Alors que sa sixième saison a repris depuis le 12 janvier 2016 sur IFC, retour sur une série qui, depuis maintenant une demie-décennie, prend le pouls des tendances visibles dans la « Cité des Roses », comme on (ou se) surnomme affectueusement Portland, Oregon. Mais de quelle ambivalente affection Carrie Brownstein, Fred Armisen et Jonathan Krisel, ses co-créateurs, entourent-ils exactement celle-ci ? Passant à sa loupe une Zeitgeist, Portlandia, qui ne fera peut-être pas rire tout le monde, entend pourtant l’accomplir pour à peu près n’importe qui. Exemples tirés du Net à l’appui… au risque de la bien connue de ses aficionados technology loop !

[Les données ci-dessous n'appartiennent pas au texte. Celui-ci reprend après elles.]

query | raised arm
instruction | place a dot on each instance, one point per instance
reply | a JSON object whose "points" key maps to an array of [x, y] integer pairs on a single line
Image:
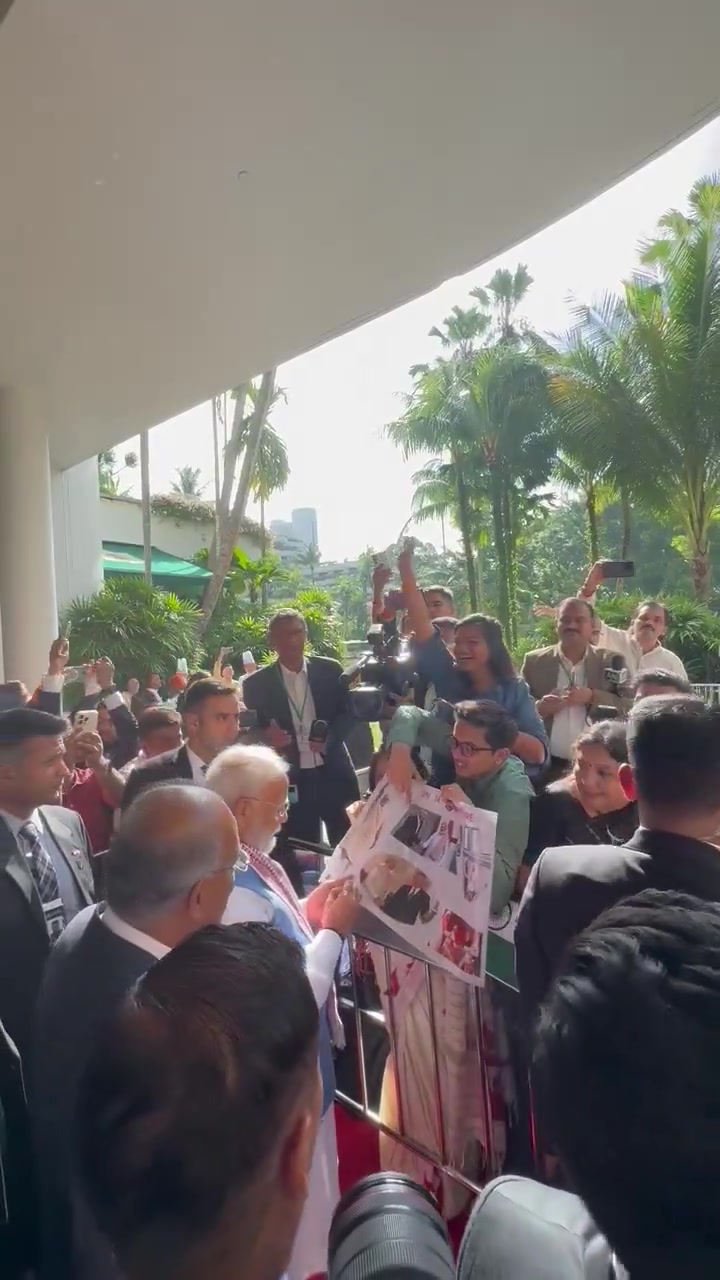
{"points": [[418, 613]]}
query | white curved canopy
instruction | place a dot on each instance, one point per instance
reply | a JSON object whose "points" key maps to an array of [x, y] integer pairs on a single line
{"points": [[195, 191]]}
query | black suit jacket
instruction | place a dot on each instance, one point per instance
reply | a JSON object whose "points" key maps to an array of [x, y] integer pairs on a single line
{"points": [[169, 767], [264, 693], [24, 945], [570, 887], [89, 972]]}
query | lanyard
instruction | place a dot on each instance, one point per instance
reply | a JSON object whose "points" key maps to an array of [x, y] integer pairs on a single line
{"points": [[300, 712]]}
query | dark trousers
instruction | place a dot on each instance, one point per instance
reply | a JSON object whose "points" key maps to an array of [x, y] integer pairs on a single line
{"points": [[320, 799]]}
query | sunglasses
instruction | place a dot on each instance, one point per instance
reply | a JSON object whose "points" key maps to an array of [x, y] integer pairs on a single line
{"points": [[466, 749]]}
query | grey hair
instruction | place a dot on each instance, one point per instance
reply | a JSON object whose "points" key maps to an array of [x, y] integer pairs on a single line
{"points": [[242, 771], [168, 840]]}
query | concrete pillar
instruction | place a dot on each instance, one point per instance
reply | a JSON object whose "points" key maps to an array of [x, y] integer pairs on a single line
{"points": [[76, 531], [28, 604]]}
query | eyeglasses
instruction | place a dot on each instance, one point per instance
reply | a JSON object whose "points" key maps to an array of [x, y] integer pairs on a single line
{"points": [[238, 865], [466, 749], [281, 809]]}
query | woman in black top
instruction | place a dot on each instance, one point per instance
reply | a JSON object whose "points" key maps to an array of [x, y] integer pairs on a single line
{"points": [[588, 805]]}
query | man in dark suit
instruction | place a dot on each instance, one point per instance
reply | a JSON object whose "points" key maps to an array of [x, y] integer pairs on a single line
{"points": [[290, 696], [674, 776], [627, 1064], [169, 871], [45, 860], [212, 722]]}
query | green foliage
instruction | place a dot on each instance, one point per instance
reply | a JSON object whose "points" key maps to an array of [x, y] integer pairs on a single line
{"points": [[137, 626], [182, 507]]}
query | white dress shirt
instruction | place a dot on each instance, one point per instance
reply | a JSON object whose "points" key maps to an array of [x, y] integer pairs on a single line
{"points": [[637, 661], [124, 931], [570, 722], [302, 711]]}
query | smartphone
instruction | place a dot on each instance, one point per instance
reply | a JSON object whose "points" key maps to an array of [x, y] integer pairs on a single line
{"points": [[318, 731], [393, 600], [618, 568], [86, 722]]}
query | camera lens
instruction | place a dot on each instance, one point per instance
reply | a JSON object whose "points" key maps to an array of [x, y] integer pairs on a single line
{"points": [[387, 1228]]}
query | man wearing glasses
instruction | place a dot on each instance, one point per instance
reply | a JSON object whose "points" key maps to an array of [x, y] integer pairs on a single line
{"points": [[486, 775]]}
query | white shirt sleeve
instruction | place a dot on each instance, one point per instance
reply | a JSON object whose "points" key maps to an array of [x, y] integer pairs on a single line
{"points": [[244, 905], [320, 963], [618, 641]]}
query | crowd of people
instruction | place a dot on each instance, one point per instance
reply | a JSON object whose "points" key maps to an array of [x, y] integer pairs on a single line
{"points": [[169, 999]]}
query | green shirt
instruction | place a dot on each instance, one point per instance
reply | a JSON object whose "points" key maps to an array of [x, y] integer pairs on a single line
{"points": [[506, 792]]}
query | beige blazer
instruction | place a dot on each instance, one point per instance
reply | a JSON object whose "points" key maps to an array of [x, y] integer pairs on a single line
{"points": [[541, 670]]}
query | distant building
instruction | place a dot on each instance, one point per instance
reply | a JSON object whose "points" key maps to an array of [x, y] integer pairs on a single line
{"points": [[295, 534]]}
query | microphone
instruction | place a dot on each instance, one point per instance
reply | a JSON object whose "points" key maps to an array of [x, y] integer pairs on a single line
{"points": [[616, 673]]}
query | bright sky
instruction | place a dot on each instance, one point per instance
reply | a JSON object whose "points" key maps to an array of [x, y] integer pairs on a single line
{"points": [[350, 388]]}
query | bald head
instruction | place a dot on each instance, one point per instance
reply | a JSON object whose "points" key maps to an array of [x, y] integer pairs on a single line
{"points": [[172, 840]]}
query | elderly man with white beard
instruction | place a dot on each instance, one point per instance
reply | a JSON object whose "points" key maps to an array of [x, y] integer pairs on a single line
{"points": [[253, 782]]}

Lundi. Un cycliste à barbichette et écarteurs s’apprête à entrer dans un bar. Par la vitrine il aperçoit, verre en main, le prototype du cadre supérieur au sourire aussi faux que ses dents blanchies. Dépité, il rebrousse chemin. « This bar is OVER ! » Mercredi. C’est sur le même produit de corporation que notre cycliste se casse les dents, celui-ci en train de bichonner un vélo neuf. « Fixing your bike is OVER ! » s’exclame-t-il en refourguant sans préavis le sien au premier venu. Jeudi. Atelier bricolage à l’ombre d’un garage avec une complice à chignon-fleur… Notre ami à polo de se pointer avec sa propre planche de coquillages. « Shell-art is OVER ! » On devine en substance la suite de la semaine… Une année plus tard. Accoutré tel le premier il y a quelques mois, c’est à l’extérieur de la vitrine du même pub que se tient l’un, tandis que le second a repris, du dedans, les dehors de celui à qui il s’opposait depuis le début. Ce n’est toutefois plus le même qui du haut de son deux-roues se lamente dans sa barbichette nouvellement acquise : « This bar is soo over. »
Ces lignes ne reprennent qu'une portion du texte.